Match of the Week: Pooping Through A Tornado

Smarkmanship and droneness aside, I think we could all agree that for the most part, top to bottom, AEW’s Revolution PPV was stacked. Whether you were there for blood, surprises, Japanese homages, sonic rings, flippy shit, cowboy shit or technically sublime wrestling, the card had something for you. And all night, we were treated to 5 star matches that would’ve been 7 stars in the Tokyo Dome. Anybody that watched the show last night enjoyed their asses off, guaranteed. But when the show becomes a 4 hour marathon, you need some cooldown matches. A chance to rub your eyes, touch grass, cook a fillet mignon, buy a handle of whiskey, whatever it is you need to do between 11:02 and 11:17 on a Sunday night.

So when a Trios Tornado match was booked between the AHFO (pronounced, “Ahh-Foe”) and the team of Darby Allin, Sting and (for some reason) Sammy Guevara (pronounced, “Goo-Vara”), we knew it would be prime time to take a poop before the main event. It almost seemed kind of obnoxious. This was booked to be, at best, a Rampage main event. It didn’t make much sense. Sammy is, after all, the TNT Champion. Why wouldn’t they just run back a triple threat between him, Allin and Andrade? Why is the title being booked so weirdly? Why is he still carrying around two belts? The potential existence of this match on a PPV raised a lot of questions. But one thing we knew for sure is that it was skippable.

But while you were pooping, you probably heard a loud thud.

That thud was the sound of Darby Allin diving into a trash can head-first at 100 MPH.

While you were wiping, you probably heard the crowd go apeshit. You figured it was Jeff Hardy making his long-awaited debut.

No. That was Sting. Doing a Jeff Hardy spot.

I should probably back up. While you were pooping, they aired one of Darby’s black & white stuntman vignettes. There was a group of non-descript Pacific Northwesterners holding a funeral for Andrade, Matt Hardy and Isiah Kassidy. Suddenly, a car fell from the sky and through the roof of a trailer. Darby Allin crawled out of the car wearing a fuzzy Freddy Krueger sweater. Sting then jumped the fence with a flame thrower and set everything on fire. None of it made any sense and it was awesome.

Much like the vignette, this match made no sense. And it was awesome.

Instead of getting a cool-off match, we got a 13 minute adrenaline rush. There was no structure or cohesion whatsoever, just chaos and ridiculous spots. These spots included, but were not limited to:

– Andrade doing a top-rope stomp on Darby…while Darby was hoisted in the air by his own legs

– The aforementioned trash can missile…on Jose The Assistant…while the trash can was on his head.

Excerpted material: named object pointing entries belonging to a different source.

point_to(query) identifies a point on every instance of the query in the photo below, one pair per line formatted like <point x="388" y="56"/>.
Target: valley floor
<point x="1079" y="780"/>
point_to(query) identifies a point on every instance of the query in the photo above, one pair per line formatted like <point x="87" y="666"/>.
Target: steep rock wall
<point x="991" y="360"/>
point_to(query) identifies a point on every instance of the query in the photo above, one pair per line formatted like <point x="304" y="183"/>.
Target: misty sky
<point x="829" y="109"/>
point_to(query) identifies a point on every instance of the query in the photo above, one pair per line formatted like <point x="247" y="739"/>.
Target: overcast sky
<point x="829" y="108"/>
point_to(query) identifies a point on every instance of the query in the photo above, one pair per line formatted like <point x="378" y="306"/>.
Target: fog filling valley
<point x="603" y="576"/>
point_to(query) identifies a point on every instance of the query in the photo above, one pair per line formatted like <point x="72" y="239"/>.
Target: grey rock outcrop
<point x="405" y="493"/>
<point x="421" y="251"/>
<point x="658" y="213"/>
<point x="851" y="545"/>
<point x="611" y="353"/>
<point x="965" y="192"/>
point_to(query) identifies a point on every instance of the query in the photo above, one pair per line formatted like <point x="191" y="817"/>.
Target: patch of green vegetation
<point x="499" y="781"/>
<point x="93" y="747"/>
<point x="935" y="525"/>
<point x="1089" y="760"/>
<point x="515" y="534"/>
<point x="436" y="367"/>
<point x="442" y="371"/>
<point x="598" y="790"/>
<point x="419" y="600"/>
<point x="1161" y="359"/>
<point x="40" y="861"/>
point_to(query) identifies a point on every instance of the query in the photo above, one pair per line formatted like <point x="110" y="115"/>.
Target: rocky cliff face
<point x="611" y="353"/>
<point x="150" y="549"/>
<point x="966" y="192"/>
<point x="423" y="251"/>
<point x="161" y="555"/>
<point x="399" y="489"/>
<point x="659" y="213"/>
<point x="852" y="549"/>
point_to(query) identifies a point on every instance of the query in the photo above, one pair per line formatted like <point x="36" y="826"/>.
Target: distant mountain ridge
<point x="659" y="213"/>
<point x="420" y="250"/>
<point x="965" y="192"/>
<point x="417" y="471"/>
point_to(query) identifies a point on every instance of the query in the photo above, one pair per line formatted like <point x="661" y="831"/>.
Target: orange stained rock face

– Isiah Kassidy skinning the cat over the barricade and turning it into a DDT.

– Sammy performing a perfect Spanish Fly on Isiah…off a giant steel structure…through a table.

– And then…there was this:

That is Sting. Who is going to be 63 years old this month. Recreating Jeff Hardy’s spot from the 2000 Royal Rumble and jumping through 3 tables. I’m only 34 and I can’t sit cross-legged for more than an hour. This man is jumping through 3 tables. He has no business wrestling at his age. He doesn’t need to be wrestling at his age. But there’s a huge difference between the muted Sting you saw in the WWE 10 years ago and the Sting you saw last night. He’s working with the best in the world, being able to do the things he wants to do on his own terms and he’s having the time of his life. Moments like those remind you of how great wrestling is. But you missed it all. Because you were pooping. You got back in time to see the botched Coffin Drop finish and assumed that you missed nothing.

Was it the best match of the week? No. Was it the best match of the night? No. Was if the best match of the hour? That’s debatable. We thought we were getting a break in the action and instead got madness. It just goes to show that Tony Khan will always keep us on our toes.